Swedish cartoonist Lars Vilks
Swedish cartoonist Lars VilksReuters

Swedish cartoonist Lars Vilks on Saturday made his first public appearance in Copenhagen after surviving an attack last month in the Danish capital, local media reported, according to AFP.

The 68-year-old cartoonist, who whipped up an outcry across the Muslim world with his 2007 sketch of the Prophet Mohammed as a dog, had lived in a secret location since the February 14 attempt on his life.

A Dane of Palestinian Arab origin had fired a series of shots at a Copenhagen cultural centre that was hosting a debate on free speech attended by the cartoonist, killing a filmmaker.

The gunman, Omar El-Hussein, later shot dead a Jewish man outside a synagogue before he was killed by police.

On Saturday, Vilks emerged in public to receive a prize awarded by a Danish association promoting free speech called Trykkefrihedsselskabet.

The ceremony was held under tight police surveillance at the Christianborg Castle, which also houses the parliament and other Danish institutions, Danish news agency Ritzau reported.

Vilks described himself not as an activist for freedom of speech but as a symbol.

"They say of me: he fights for freedom of expression, he does not give in.
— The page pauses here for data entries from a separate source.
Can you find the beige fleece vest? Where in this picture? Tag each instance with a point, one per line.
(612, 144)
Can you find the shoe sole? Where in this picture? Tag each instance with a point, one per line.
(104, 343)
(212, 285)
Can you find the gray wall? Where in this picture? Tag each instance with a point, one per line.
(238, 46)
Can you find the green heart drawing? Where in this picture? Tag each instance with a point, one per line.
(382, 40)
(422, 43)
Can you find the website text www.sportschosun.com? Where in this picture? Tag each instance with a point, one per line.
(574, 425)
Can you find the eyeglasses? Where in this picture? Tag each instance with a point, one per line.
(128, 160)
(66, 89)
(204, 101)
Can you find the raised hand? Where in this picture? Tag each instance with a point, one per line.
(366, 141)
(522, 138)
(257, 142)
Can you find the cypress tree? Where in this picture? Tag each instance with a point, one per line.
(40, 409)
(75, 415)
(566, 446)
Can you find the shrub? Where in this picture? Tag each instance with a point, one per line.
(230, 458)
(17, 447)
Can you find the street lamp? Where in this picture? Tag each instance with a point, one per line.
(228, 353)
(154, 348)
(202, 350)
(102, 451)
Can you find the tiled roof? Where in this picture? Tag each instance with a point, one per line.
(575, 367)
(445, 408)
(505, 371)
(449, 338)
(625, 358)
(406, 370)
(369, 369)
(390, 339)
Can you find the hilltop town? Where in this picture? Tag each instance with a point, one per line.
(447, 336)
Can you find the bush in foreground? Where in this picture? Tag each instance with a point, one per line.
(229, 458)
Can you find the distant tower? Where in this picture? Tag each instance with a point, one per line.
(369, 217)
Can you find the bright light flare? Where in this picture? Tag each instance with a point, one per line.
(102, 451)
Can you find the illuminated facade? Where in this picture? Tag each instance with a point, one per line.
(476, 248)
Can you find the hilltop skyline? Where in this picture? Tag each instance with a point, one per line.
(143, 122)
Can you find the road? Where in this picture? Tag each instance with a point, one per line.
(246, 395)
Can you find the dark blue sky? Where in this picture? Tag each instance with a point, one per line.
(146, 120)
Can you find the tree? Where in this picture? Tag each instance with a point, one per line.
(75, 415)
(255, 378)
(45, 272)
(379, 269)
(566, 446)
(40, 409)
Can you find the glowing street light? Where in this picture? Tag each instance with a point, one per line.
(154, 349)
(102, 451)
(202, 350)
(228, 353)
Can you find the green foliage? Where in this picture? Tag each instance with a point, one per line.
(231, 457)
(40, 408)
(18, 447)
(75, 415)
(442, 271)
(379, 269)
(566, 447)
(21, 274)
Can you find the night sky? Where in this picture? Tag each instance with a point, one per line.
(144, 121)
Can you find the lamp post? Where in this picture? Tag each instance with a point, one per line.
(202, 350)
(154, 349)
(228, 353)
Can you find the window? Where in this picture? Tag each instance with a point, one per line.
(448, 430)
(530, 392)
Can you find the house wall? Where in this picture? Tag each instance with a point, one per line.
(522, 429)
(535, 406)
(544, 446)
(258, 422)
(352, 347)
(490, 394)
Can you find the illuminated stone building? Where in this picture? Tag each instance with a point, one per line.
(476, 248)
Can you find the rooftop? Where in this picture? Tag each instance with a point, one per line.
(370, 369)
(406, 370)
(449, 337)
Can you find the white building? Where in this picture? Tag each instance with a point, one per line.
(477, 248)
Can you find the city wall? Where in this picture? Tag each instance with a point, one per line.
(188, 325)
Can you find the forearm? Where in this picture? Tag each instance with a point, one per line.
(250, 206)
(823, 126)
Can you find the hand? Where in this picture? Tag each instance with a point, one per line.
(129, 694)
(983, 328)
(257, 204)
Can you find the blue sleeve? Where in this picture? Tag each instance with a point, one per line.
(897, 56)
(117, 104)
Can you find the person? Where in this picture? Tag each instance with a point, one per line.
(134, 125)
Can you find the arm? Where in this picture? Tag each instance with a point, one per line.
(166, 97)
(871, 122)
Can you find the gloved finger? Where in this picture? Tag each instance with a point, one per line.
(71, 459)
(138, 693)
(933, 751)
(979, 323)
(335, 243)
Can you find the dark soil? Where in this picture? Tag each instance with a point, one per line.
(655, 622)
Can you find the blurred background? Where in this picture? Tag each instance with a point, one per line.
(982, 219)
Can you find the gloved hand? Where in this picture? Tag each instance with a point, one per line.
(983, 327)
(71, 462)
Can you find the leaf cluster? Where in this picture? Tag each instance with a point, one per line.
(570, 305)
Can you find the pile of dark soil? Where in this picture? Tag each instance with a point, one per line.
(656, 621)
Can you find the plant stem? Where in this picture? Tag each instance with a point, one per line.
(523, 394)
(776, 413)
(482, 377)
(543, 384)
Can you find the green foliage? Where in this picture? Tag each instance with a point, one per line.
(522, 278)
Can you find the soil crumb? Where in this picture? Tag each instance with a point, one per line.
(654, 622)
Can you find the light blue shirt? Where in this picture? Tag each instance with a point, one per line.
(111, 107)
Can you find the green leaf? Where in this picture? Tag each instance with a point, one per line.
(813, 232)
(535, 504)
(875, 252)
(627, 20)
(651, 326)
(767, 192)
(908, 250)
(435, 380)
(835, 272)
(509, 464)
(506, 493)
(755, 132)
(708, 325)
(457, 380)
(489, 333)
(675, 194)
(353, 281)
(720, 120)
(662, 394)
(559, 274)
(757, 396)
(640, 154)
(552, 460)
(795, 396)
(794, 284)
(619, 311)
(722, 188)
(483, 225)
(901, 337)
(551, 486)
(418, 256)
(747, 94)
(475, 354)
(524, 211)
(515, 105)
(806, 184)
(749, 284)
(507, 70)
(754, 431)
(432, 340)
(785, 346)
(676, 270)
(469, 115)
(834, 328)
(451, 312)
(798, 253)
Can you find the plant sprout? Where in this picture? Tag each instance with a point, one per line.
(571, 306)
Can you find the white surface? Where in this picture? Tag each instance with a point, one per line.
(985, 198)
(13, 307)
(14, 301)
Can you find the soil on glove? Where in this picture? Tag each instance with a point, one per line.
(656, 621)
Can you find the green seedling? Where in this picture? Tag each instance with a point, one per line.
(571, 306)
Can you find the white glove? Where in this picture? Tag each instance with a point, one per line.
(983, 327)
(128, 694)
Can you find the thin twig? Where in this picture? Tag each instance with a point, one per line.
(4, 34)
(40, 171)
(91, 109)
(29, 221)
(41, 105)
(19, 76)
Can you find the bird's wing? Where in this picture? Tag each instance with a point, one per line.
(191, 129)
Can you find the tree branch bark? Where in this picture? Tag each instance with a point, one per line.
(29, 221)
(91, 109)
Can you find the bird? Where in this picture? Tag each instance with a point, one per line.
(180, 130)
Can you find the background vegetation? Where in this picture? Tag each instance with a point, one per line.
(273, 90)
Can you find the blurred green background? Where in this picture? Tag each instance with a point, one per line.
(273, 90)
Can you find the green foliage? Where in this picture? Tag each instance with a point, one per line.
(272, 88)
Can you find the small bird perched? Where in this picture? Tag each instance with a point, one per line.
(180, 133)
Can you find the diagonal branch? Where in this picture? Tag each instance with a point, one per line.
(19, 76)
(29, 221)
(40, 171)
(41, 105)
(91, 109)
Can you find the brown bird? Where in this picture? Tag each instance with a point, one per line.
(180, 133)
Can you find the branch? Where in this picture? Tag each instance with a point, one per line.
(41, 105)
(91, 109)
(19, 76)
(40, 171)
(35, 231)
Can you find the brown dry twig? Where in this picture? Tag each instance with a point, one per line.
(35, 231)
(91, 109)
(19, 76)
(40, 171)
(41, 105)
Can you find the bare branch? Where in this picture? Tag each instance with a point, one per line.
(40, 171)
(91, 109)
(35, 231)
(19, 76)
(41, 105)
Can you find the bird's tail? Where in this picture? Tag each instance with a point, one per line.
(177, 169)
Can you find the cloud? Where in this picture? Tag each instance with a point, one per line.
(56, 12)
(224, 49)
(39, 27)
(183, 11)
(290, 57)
But the reality is the opposite: I am the most passive of them all," he said, according to Ritzau.

"I have now inherited this role of being the symbol of the freedom of expression," he added.

After the attack, Vilks said that Danish police had underestimated the terrorist threat since January's Paris attacks.

"The attacker had good weapons, he had better weapons than the police... There was an escalation since the Charlie Hebdo attacks (in Paris) and the Danes had not caught onto that," Vilks said.